NBA Talks to Turn to Cancelation

The NBA is considering cancelling the remainder of the 2020 season, ESPN’s Brian Windhorst reports.

The news comes nearly one month after the league suspended play due to COVID-19, when Jazz center Rudy Gobert’s positive test for the disease on March 11 pushed the NBA into a sudden hiatus. Pregame warm ups stopped. Practice facilities doors’ shut. Players left the cities that are home to their teams. The season that so often moves at a whirlwind speed had come to a grinding halt.

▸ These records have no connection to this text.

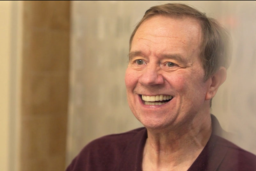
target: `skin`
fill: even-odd
[[[201,32],[194,19],[158,15],[144,21],[134,35],[125,82],[130,108],[148,130],[144,170],[186,170],[210,136],[210,100],[226,71],[221,67],[204,80]],[[146,105],[141,95],[173,98]]]

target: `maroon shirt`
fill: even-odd
[[[256,156],[219,135],[223,134],[212,115],[212,133],[188,171],[255,171]],[[85,146],[67,171],[141,171],[147,129],[103,136]]]

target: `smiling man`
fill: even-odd
[[[221,137],[211,101],[225,81],[228,35],[186,5],[151,8],[132,34],[129,106],[145,126],[90,143],[67,170],[256,170],[256,157]]]

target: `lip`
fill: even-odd
[[[141,95],[138,94],[137,97],[139,98],[139,101],[140,102],[140,103],[141,105],[142,106],[142,107],[145,107],[146,108],[151,108],[151,109],[162,108],[162,107],[168,105],[169,102],[171,101],[173,98],[173,97],[172,98],[172,99],[171,100],[168,101],[167,103],[166,103],[164,104],[163,105],[145,105],[145,104],[144,104],[144,103],[143,103],[143,102],[142,101],[142,98],[141,98],[140,97],[141,96]],[[151,95],[151,96],[154,96],[154,95]]]

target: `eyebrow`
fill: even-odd
[[[162,57],[165,58],[169,58],[178,61],[182,63],[187,63],[187,60],[183,58],[182,56],[178,53],[174,54],[165,54],[161,55]]]
[[[144,56],[143,53],[141,51],[134,51],[131,52],[129,53],[128,55],[129,57],[129,60],[131,59],[136,56]]]
[[[144,57],[144,55],[141,51],[134,51],[131,52],[128,55],[129,60],[131,60],[136,56],[140,56]],[[182,63],[187,63],[187,60],[182,58],[182,56],[178,53],[174,54],[164,54],[161,55],[161,57],[164,58],[168,58],[171,59],[174,59]]]

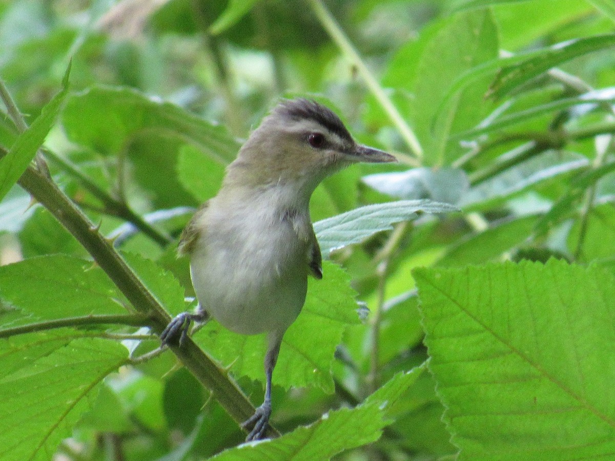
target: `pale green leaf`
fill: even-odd
[[[310,425],[299,427],[279,438],[245,443],[212,459],[325,460],[345,450],[375,442],[390,422],[386,420],[391,409],[422,371],[416,368],[407,373],[398,373],[355,408],[325,413]]]
[[[222,14],[209,28],[209,31],[213,35],[231,27],[250,11],[254,4],[258,0],[229,0]]]
[[[359,321],[355,294],[346,273],[325,261],[322,280],[310,279],[305,305],[284,335],[273,374],[274,385],[286,388],[318,386],[333,392],[330,369],[335,348],[345,326]],[[236,374],[264,380],[264,334],[238,334],[210,321],[195,340],[223,364],[232,365]]]
[[[126,88],[95,87],[71,96],[62,122],[71,140],[105,154],[122,151],[139,134],[191,144],[222,163],[232,160],[239,149],[224,127]]]
[[[146,288],[168,312],[175,315],[186,310],[184,288],[172,273],[140,254],[124,253],[122,256]]]
[[[314,223],[323,258],[334,250],[363,241],[392,224],[416,218],[417,213],[450,213],[458,208],[448,203],[429,200],[400,200],[368,205],[336,216]]]
[[[571,59],[615,46],[615,34],[575,39],[543,49],[540,54],[500,70],[488,93],[499,99],[552,67]]]
[[[396,199],[428,198],[451,204],[457,203],[469,187],[467,176],[462,170],[446,167],[379,173],[363,176],[362,179],[378,192]]]
[[[470,188],[462,197],[464,209],[485,208],[544,181],[586,168],[587,157],[567,151],[549,151],[508,168]]]
[[[125,313],[125,298],[91,261],[63,254],[0,267],[0,325],[3,328],[90,314]],[[19,309],[18,317],[8,306]]]
[[[114,341],[75,339],[0,380],[0,458],[52,459],[127,353]]]
[[[613,0],[587,0],[602,14],[615,22],[615,3]]]
[[[183,187],[200,202],[216,195],[222,185],[224,165],[189,145],[180,149],[177,177]]]
[[[447,18],[427,39],[411,89],[416,108],[412,118],[426,163],[442,166],[461,152],[447,146],[450,135],[474,126],[493,109],[483,98],[489,85],[485,76],[456,92],[443,110],[440,103],[459,76],[497,58],[497,28],[490,10],[472,11]]]
[[[613,456],[612,274],[555,259],[414,274],[459,459]]]
[[[19,135],[9,152],[0,159],[0,200],[23,174],[55,122],[68,92],[70,70],[69,65],[62,81],[62,89],[45,105],[32,125]]]

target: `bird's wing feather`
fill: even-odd
[[[190,255],[194,251],[194,245],[196,245],[197,240],[199,240],[200,232],[203,230],[202,226],[197,225],[197,223],[207,209],[208,205],[208,202],[203,203],[196,210],[192,219],[190,219],[182,231],[181,235],[180,237],[180,243],[177,246],[177,252],[180,255]]]

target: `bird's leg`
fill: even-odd
[[[282,334],[271,333],[269,335],[269,347],[267,353],[265,354],[264,360],[266,379],[264,401],[254,412],[254,414],[241,425],[244,429],[252,428],[248,436],[245,438],[247,442],[263,438],[265,431],[267,430],[267,424],[269,423],[269,416],[271,416],[271,375],[273,374],[276,362],[277,361],[277,355],[280,352],[280,345],[282,344],[283,336],[284,332]]]
[[[160,341],[163,345],[167,345],[178,341],[180,347],[181,347],[188,336],[190,323],[195,321],[202,324],[202,326],[208,320],[209,314],[200,307],[200,304],[199,304],[193,313],[182,312],[171,320],[167,325],[167,328],[161,333]]]

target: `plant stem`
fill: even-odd
[[[399,130],[400,134],[403,138],[406,144],[408,144],[410,151],[416,157],[416,160],[420,162],[423,157],[423,151],[416,135],[404,120],[402,114],[393,105],[391,98],[387,96],[380,84],[376,81],[369,69],[367,68],[367,66],[365,65],[359,53],[352,46],[350,40],[346,37],[337,21],[331,15],[331,12],[327,9],[327,7],[321,0],[308,0],[308,2],[312,7],[314,14],[316,15],[316,17],[320,22],[322,26],[346,55],[346,58],[350,61],[353,66],[356,66],[359,73],[365,80],[367,87],[375,97],[383,109],[384,109],[387,115],[389,116],[391,122]]]
[[[163,248],[171,243],[170,237],[162,234],[143,219],[125,202],[114,199],[69,162],[57,156],[49,149],[44,149],[44,152],[47,159],[58,165],[63,171],[76,178],[88,192],[100,200],[104,207],[104,212],[132,223],[145,235]]]
[[[140,314],[125,313],[117,315],[84,315],[79,317],[66,317],[44,321],[28,323],[26,325],[15,326],[12,328],[0,329],[0,338],[10,337],[17,334],[26,334],[36,331],[44,331],[55,328],[74,327],[82,325],[100,325],[105,324],[119,324],[131,326],[141,326],[147,321],[145,315]]]
[[[84,246],[135,309],[150,319],[147,325],[157,334],[161,333],[170,320],[169,314],[97,226],[54,183],[36,170],[28,167],[20,178],[19,184]],[[218,366],[192,339],[188,339],[182,347],[172,345],[170,349],[236,421],[242,422],[254,414],[254,406],[229,377],[226,371]],[[267,433],[269,436],[278,435],[271,426]]]

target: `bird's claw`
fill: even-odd
[[[188,312],[182,312],[177,315],[169,323],[167,328],[161,333],[161,342],[163,344],[169,345],[177,341],[177,335],[180,334],[179,344],[180,347],[183,346],[188,337],[191,321],[191,315]]]
[[[252,430],[248,434],[248,436],[245,438],[246,442],[251,442],[253,440],[260,440],[264,438],[265,431],[267,430],[267,425],[269,423],[269,416],[271,416],[271,404],[265,402],[256,409],[253,415],[242,423],[241,427],[244,429],[252,427]]]

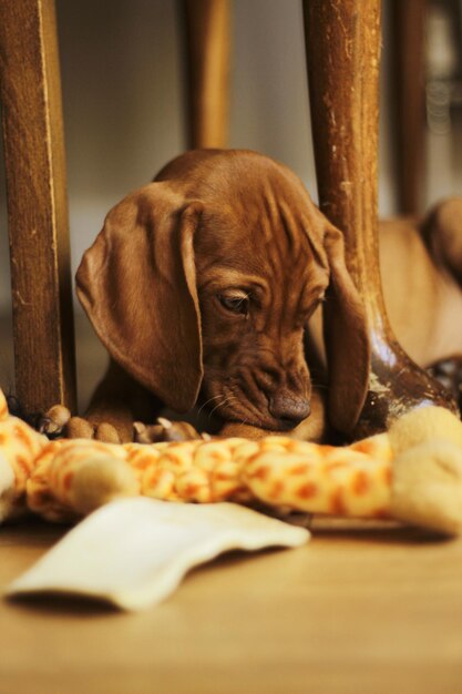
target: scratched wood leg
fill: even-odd
[[[183,0],[189,146],[226,147],[229,121],[229,0]]]
[[[396,171],[401,214],[421,212],[424,175],[424,22],[427,0],[392,0],[392,81],[396,108]]]
[[[16,390],[75,408],[61,86],[53,0],[0,0]]]
[[[345,233],[371,340],[369,392],[356,431],[366,436],[423,404],[455,410],[455,402],[405,355],[383,304],[377,207],[380,0],[305,0],[304,10],[320,206]]]

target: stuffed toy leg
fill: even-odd
[[[257,500],[445,533],[462,529],[462,425],[442,408],[411,412],[390,432],[347,447],[277,436],[117,446],[50,443],[0,400],[3,518],[27,507],[49,520],[73,520],[117,497],[143,494],[174,502]]]

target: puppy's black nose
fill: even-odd
[[[311,407],[305,398],[295,398],[279,392],[269,398],[269,412],[284,429],[294,429],[302,419],[309,417]]]

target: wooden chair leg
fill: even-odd
[[[0,0],[16,390],[75,408],[61,86],[53,0]]]
[[[383,304],[377,205],[380,0],[305,0],[304,10],[320,207],[345,233],[371,341],[369,392],[356,432],[363,436],[423,404],[453,409],[455,404],[405,355]]]
[[[189,146],[226,147],[229,0],[183,0],[188,61]]]
[[[427,0],[391,2],[392,80],[396,108],[396,169],[398,208],[401,214],[421,212],[424,174],[425,93],[424,20]]]

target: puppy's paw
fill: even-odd
[[[63,436],[65,427],[71,420],[71,412],[64,405],[53,405],[44,415],[38,417],[37,430],[50,439]]]
[[[165,441],[191,441],[193,439],[208,439],[208,435],[201,435],[186,421],[170,421],[164,417],[155,425],[144,425],[135,421],[133,425],[134,440],[137,443],[161,443]]]
[[[116,428],[109,422],[93,425],[82,417],[71,417],[65,428],[65,435],[70,439],[95,439],[104,443],[121,443],[121,437]]]

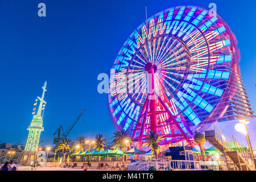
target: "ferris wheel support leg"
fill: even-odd
[[[154,112],[156,111],[156,101],[157,97],[155,93],[155,70],[153,67],[148,71],[148,78],[149,87],[148,100],[150,101],[150,111]],[[150,130],[152,131],[156,131],[156,115],[154,113],[152,113],[150,114]]]
[[[146,105],[145,113],[144,114],[144,117],[143,117],[143,122],[142,125],[141,126],[141,133],[139,134],[139,140],[138,141],[137,148],[138,148],[138,150],[140,150],[141,148],[141,143],[142,142],[142,138],[143,138],[143,134],[144,134],[144,130],[145,130],[146,123],[147,122],[147,111],[148,111],[149,106],[150,106],[150,103],[149,102],[150,102],[150,100],[147,100],[147,104],[146,104]]]
[[[138,119],[137,123],[136,123],[136,126],[134,129],[134,130],[133,131],[133,135],[131,135],[131,138],[133,138],[133,139],[134,139],[135,135],[136,134],[136,132],[137,131],[137,130],[138,130],[138,127],[139,123],[141,123],[141,118],[142,118],[143,114],[145,111],[146,105],[147,105],[147,103],[148,98],[148,96],[147,96],[147,98],[146,99],[145,103],[144,103],[143,107],[142,107],[142,110],[141,112],[141,114],[139,115],[139,118]]]
[[[167,113],[169,114],[170,117],[172,118],[172,119],[173,120],[175,126],[177,127],[177,128],[178,129],[179,131],[180,131],[180,132],[181,133],[181,134],[182,134],[183,137],[185,138],[185,139],[187,140],[187,142],[188,142],[188,144],[190,146],[193,146],[193,144],[192,144],[192,143],[191,142],[190,139],[188,138],[188,137],[187,136],[187,134],[184,132],[183,130],[181,129],[181,127],[180,127],[180,125],[177,122],[177,121],[176,121],[176,119],[172,115],[172,113],[169,110],[169,109],[167,107],[167,106],[166,106],[166,105],[164,104],[164,103],[163,101],[163,100],[162,100],[161,97],[160,97],[159,96],[158,96],[158,99],[159,99],[160,102],[163,105],[163,106],[164,107],[164,109],[167,111]]]

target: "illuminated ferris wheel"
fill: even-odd
[[[150,131],[160,132],[162,144],[191,143],[193,130],[218,113],[230,92],[220,83],[232,80],[237,50],[226,23],[203,8],[177,6],[148,18],[125,42],[112,69],[115,126],[129,130],[138,148]]]

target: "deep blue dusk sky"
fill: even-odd
[[[45,18],[38,16],[40,2],[46,5]],[[102,133],[110,138],[115,129],[97,77],[109,73],[122,45],[145,20],[145,6],[149,17],[175,6],[208,8],[211,2],[237,37],[242,77],[255,110],[255,0],[0,0],[0,141],[26,143],[34,101],[45,80],[44,146],[83,109],[69,136]]]

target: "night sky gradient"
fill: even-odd
[[[45,18],[38,16],[40,2]],[[150,17],[175,6],[208,9],[211,2],[238,40],[242,77],[255,109],[256,1],[0,0],[0,141],[26,144],[33,104],[46,80],[44,146],[84,109],[69,137],[100,133],[110,138],[115,129],[97,77],[109,74],[122,44],[145,20],[145,6]]]

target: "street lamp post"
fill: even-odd
[[[127,144],[128,143],[128,142],[129,142],[129,141],[128,140],[125,140],[125,151],[127,151]],[[126,161],[127,160],[127,154],[126,154]]]
[[[77,151],[77,152],[79,152],[79,149],[80,147],[80,146],[79,144],[76,146],[76,150]],[[77,156],[76,156],[76,162],[77,159]]]
[[[15,152],[14,152],[14,151],[10,151],[8,152],[8,154],[10,154],[9,163],[10,163],[10,162],[11,161],[11,154],[14,154],[15,153]]]
[[[247,139],[248,139],[247,142],[249,142],[249,147],[250,147],[250,150],[251,154],[251,156],[253,158],[253,162],[254,163],[254,166],[256,168],[256,164],[255,164],[255,157],[254,157],[254,154],[253,153],[253,147],[251,147],[251,141],[250,140],[250,137],[249,136],[249,134],[248,134],[248,130],[247,130],[247,127],[246,127],[246,125],[250,123],[250,121],[247,120],[246,119],[239,119],[238,121],[242,123],[243,123],[245,126],[245,131],[246,133],[246,136],[247,136]]]
[[[87,140],[85,141],[85,142],[86,142],[87,144],[89,143],[89,154],[90,154],[90,144],[91,144],[91,143],[94,144],[95,141],[93,140]]]
[[[51,147],[48,147],[46,149],[47,150],[47,154],[46,155],[46,163],[47,162],[48,154],[49,154],[49,150],[51,149]]]
[[[53,154],[54,154],[53,163],[55,163],[55,157],[56,157],[56,152],[54,152]]]

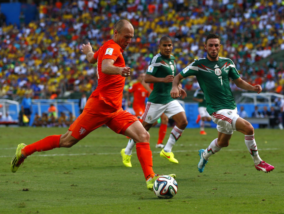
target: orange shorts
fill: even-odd
[[[97,97],[88,99],[83,112],[68,129],[71,135],[81,140],[93,130],[104,124],[117,133],[124,135],[125,130],[138,119],[120,107],[117,109]]]

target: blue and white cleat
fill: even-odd
[[[203,149],[198,150],[198,151],[199,152],[199,156],[200,157],[200,160],[199,161],[199,163],[197,165],[197,168],[199,172],[202,172],[203,171],[203,170],[204,170],[204,167],[205,167],[205,164],[208,162],[208,161],[205,160],[203,157],[203,153],[204,151],[205,150]]]

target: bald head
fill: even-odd
[[[165,42],[170,42],[171,43],[172,42],[171,38],[167,36],[164,36],[161,38],[161,39],[160,40],[160,44],[161,45]]]
[[[118,33],[121,33],[125,28],[133,28],[132,25],[127,20],[125,19],[121,19],[119,20],[115,23],[113,27],[113,30],[116,30]]]
[[[123,50],[128,46],[134,36],[134,28],[130,22],[125,19],[119,20],[113,27],[112,40]]]

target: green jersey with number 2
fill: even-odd
[[[240,77],[233,61],[219,57],[218,61],[207,58],[195,60],[180,74],[185,77],[195,76],[205,96],[206,110],[209,114],[221,109],[237,107],[230,85],[230,78]]]
[[[158,53],[150,62],[146,73],[158,78],[165,77],[168,75],[174,76],[176,71],[175,60],[175,58],[172,55],[170,58],[167,58],[160,53]],[[154,103],[165,104],[173,100],[170,93],[172,85],[172,82],[155,83],[148,101]]]

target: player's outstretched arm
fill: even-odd
[[[181,76],[180,73],[175,77],[172,82],[172,86],[171,90],[171,96],[173,98],[177,98],[180,96],[180,89],[178,88],[178,85],[180,80],[184,77]]]
[[[91,64],[95,64],[97,62],[97,59],[94,58],[94,54],[93,52],[93,49],[89,42],[87,45],[82,45],[82,48],[81,52],[86,54],[86,58],[89,62]]]
[[[234,82],[239,88],[248,91],[253,91],[259,94],[262,91],[261,86],[256,85],[253,86],[242,79],[241,77],[233,80]]]

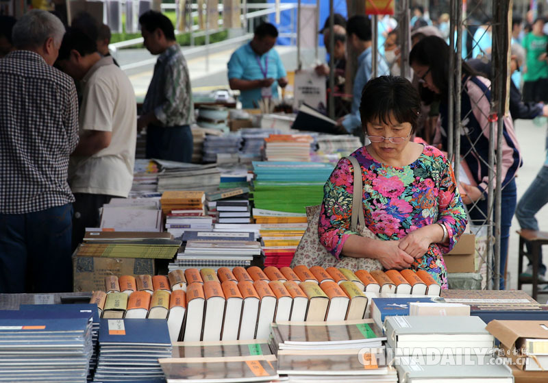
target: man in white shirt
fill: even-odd
[[[135,162],[137,110],[127,76],[96,42],[77,29],[63,38],[58,65],[79,82],[82,99],[78,146],[68,166],[73,203],[73,249],[86,227],[97,227],[99,209],[112,197],[127,197]]]

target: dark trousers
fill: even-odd
[[[73,290],[72,203],[0,214],[0,293]]]
[[[504,271],[508,257],[510,227],[512,225],[512,217],[514,217],[516,203],[516,180],[512,180],[501,193],[501,290],[504,289]],[[472,208],[469,214],[474,225],[482,225],[487,214],[487,199],[480,201],[476,207]],[[495,217],[493,218],[494,220]]]
[[[78,245],[82,243],[86,234],[86,227],[99,227],[101,221],[99,214],[99,208],[102,208],[103,205],[108,203],[110,202],[110,199],[116,197],[103,194],[75,193],[74,198],[76,201],[73,203],[74,207],[73,251],[76,249]]]
[[[188,125],[147,128],[147,158],[190,162],[192,158],[192,134]]]

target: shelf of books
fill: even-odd
[[[73,254],[74,292],[0,295],[0,382],[548,382],[548,306],[523,291],[292,265],[357,138],[202,136],[212,163],[136,161]],[[445,257],[450,286],[481,280],[481,240]]]

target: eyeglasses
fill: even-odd
[[[384,140],[388,140],[393,144],[403,144],[410,136],[411,136],[410,131],[409,134],[405,137],[384,137],[383,136],[369,136],[367,134],[367,138],[369,138],[369,140],[372,143],[382,143]]]
[[[425,78],[426,77],[426,76],[428,75],[428,73],[430,73],[430,69],[428,68],[428,70],[426,72],[424,73],[424,75],[421,76],[421,78],[419,79],[419,81],[421,82],[426,82],[426,80],[425,79]]]

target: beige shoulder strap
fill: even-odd
[[[356,157],[345,157],[352,164],[354,169],[354,194],[352,199],[352,217],[350,220],[350,228],[356,232],[358,225],[365,225],[365,217],[362,207],[364,183],[362,178],[362,166]],[[359,208],[355,208],[358,207]]]

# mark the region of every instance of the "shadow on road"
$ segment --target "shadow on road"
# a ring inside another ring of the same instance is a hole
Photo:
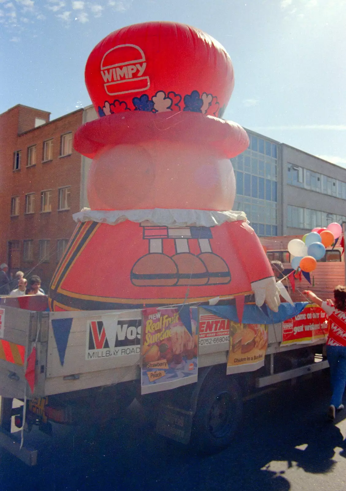
[[[346,457],[346,441],[324,415],[327,386],[321,375],[248,401],[234,445],[210,456],[156,435],[135,404],[102,433],[55,427],[47,439],[36,432],[30,436],[40,452],[36,467],[0,454],[1,491],[287,491],[285,469],[327,473],[336,447]]]

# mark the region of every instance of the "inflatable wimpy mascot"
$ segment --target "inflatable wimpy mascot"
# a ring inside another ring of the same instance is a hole
[[[53,310],[141,308],[240,298],[277,311],[269,262],[232,212],[230,159],[245,131],[221,119],[234,86],[224,49],[198,29],[149,22],[93,50],[85,80],[99,118],[74,147],[93,159],[90,209],[50,285]]]

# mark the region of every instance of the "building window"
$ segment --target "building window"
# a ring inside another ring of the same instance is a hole
[[[19,170],[21,168],[22,150],[16,150],[13,154],[13,170]]]
[[[49,249],[50,241],[39,241],[39,259],[43,263],[48,263],[49,260]]]
[[[25,197],[25,212],[26,214],[35,213],[35,193],[30,192]]]
[[[27,167],[31,167],[31,165],[35,165],[36,163],[36,146],[33,145],[31,147],[29,147],[27,149]]]
[[[43,142],[43,162],[47,162],[53,159],[53,140]]]
[[[41,191],[41,212],[51,211],[51,190]]]
[[[19,196],[11,198],[11,216],[18,217],[19,215]]]
[[[57,241],[56,259],[58,263],[64,255],[68,243],[68,239],[60,239]]]
[[[70,155],[72,153],[72,133],[61,135],[60,157]]]
[[[34,241],[32,240],[23,242],[23,261],[33,261]]]
[[[59,203],[58,209],[70,209],[70,187],[60,188],[59,190]]]

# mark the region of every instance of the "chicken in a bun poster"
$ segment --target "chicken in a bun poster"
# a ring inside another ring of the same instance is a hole
[[[268,345],[266,324],[242,324],[231,321],[227,374],[252,372],[264,364]]]
[[[198,323],[188,306],[146,309],[142,326],[142,394],[197,382]]]

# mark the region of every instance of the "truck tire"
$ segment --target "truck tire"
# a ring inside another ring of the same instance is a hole
[[[229,377],[210,379],[198,395],[191,436],[198,452],[212,454],[231,443],[243,414],[241,391]]]

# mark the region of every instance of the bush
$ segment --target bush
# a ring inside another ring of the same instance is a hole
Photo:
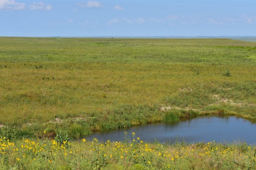
[[[103,168],[104,170],[124,170],[123,165],[119,164],[110,163]]]
[[[57,134],[55,137],[55,140],[58,143],[61,145],[65,145],[66,142],[69,140],[69,135],[67,133],[64,133],[60,130],[57,132]]]
[[[176,110],[170,110],[166,112],[164,116],[164,122],[175,122],[179,120],[179,112]]]
[[[144,167],[140,164],[134,164],[130,168],[130,170],[144,170]]]
[[[19,132],[16,126],[8,127],[6,124],[0,130],[0,138],[6,140],[13,141],[19,138]]]

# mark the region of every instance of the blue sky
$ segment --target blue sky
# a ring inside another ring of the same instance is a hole
[[[0,0],[0,36],[256,36],[256,0]]]

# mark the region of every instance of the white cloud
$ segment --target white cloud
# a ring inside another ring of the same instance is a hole
[[[119,22],[120,21],[119,20],[118,20],[117,18],[115,18],[113,20],[110,20],[108,22],[108,24],[109,25],[111,25],[111,24],[112,24],[113,23],[116,23],[116,22]]]
[[[44,2],[34,2],[29,5],[29,8],[31,10],[51,10],[51,5],[45,5]]]
[[[97,8],[103,7],[103,6],[102,6],[100,2],[99,2],[97,1],[92,1],[91,0],[89,1],[88,2],[87,2],[87,3],[86,4],[79,3],[77,5],[79,7],[82,8]]]
[[[0,10],[21,10],[25,8],[25,3],[16,2],[15,0],[0,0]]]
[[[67,21],[69,23],[73,23],[74,20],[72,20],[72,19],[69,19],[67,20]]]
[[[114,7],[114,9],[118,10],[123,10],[123,8],[121,7],[119,5],[115,5],[115,7]]]

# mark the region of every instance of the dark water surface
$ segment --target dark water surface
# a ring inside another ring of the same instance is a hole
[[[100,141],[123,140],[125,131],[129,134],[134,132],[136,136],[147,142],[156,140],[161,142],[173,142],[178,139],[188,142],[215,140],[218,142],[242,140],[248,144],[256,143],[256,123],[235,117],[215,116],[198,116],[176,122],[151,123],[107,132],[96,131],[84,137],[88,139],[96,138]]]

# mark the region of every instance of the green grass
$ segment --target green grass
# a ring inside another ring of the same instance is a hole
[[[78,136],[172,121],[169,109],[179,117],[221,112],[256,121],[255,47],[218,39],[0,38],[0,124],[24,135],[61,129]]]
[[[255,169],[256,148],[246,143],[146,143],[97,139],[67,142],[47,139],[0,141],[1,170]],[[127,139],[129,138],[127,138]],[[4,148],[3,149],[3,148]]]

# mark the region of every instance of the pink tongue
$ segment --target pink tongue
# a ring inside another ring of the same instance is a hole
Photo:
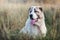
[[[33,25],[35,23],[35,20],[31,20],[31,24]]]

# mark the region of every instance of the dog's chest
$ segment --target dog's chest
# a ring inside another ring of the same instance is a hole
[[[30,33],[32,35],[38,35],[39,34],[39,29],[37,28],[37,26],[30,26]]]

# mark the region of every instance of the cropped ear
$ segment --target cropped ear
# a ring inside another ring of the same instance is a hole
[[[39,7],[40,11],[43,11],[42,7]]]

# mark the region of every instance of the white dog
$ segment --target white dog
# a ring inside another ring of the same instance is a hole
[[[44,20],[42,7],[31,6],[29,8],[29,15],[25,27],[21,29],[20,33],[29,34],[33,37],[45,37],[47,28]]]

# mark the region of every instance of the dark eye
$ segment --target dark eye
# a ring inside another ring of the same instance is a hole
[[[34,11],[35,13],[39,13],[39,11]]]

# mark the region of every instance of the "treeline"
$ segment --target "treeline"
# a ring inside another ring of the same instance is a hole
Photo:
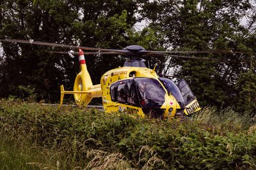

China: Basketball Resumption Delayed Indefinitely

Eradicate the virus, and basketball can restart. That had been the hope, anyway, with Dallas Mavericks owner Mark Cuban even telling Forbes in a recent interview that he envisioned games beginning before June 1. However, China’s steps have forced league members to begin considering alternatives to that plan. On Thursday, the Chinese governmental agency over sports announced an indefinite delay to basketball’s resumption. This order comes as the country begins to turn a corner on the outbreak. Officials fear gatherings like sporting events would lead to the disease’s resurgence.

Cancellation’s Impact Bigger than the Court

According to Windhorst, the announcement forced the NBA to rethink its plans. Now, rather than discussing a potential restart date, talks have turned to a possible cancellation of the 2020 season all together.

In that scenario, players could have a significant amount of their salary withheld, according to ESPN’s Adrian Wojnarowski. The NBA’s Collective Bargaining Agreement includes a force majeure provision for circumstances such as pandemics which lead to the cancellation of games.

Once the games have been cancelled, the provision goes into automatic effect. Under its terms, players would lose approximately 1% of their overall salary for each game that is missed. This could amount to up to a quarter of their overall salary, which they would receive in full now and have to pay back to the league at a later date.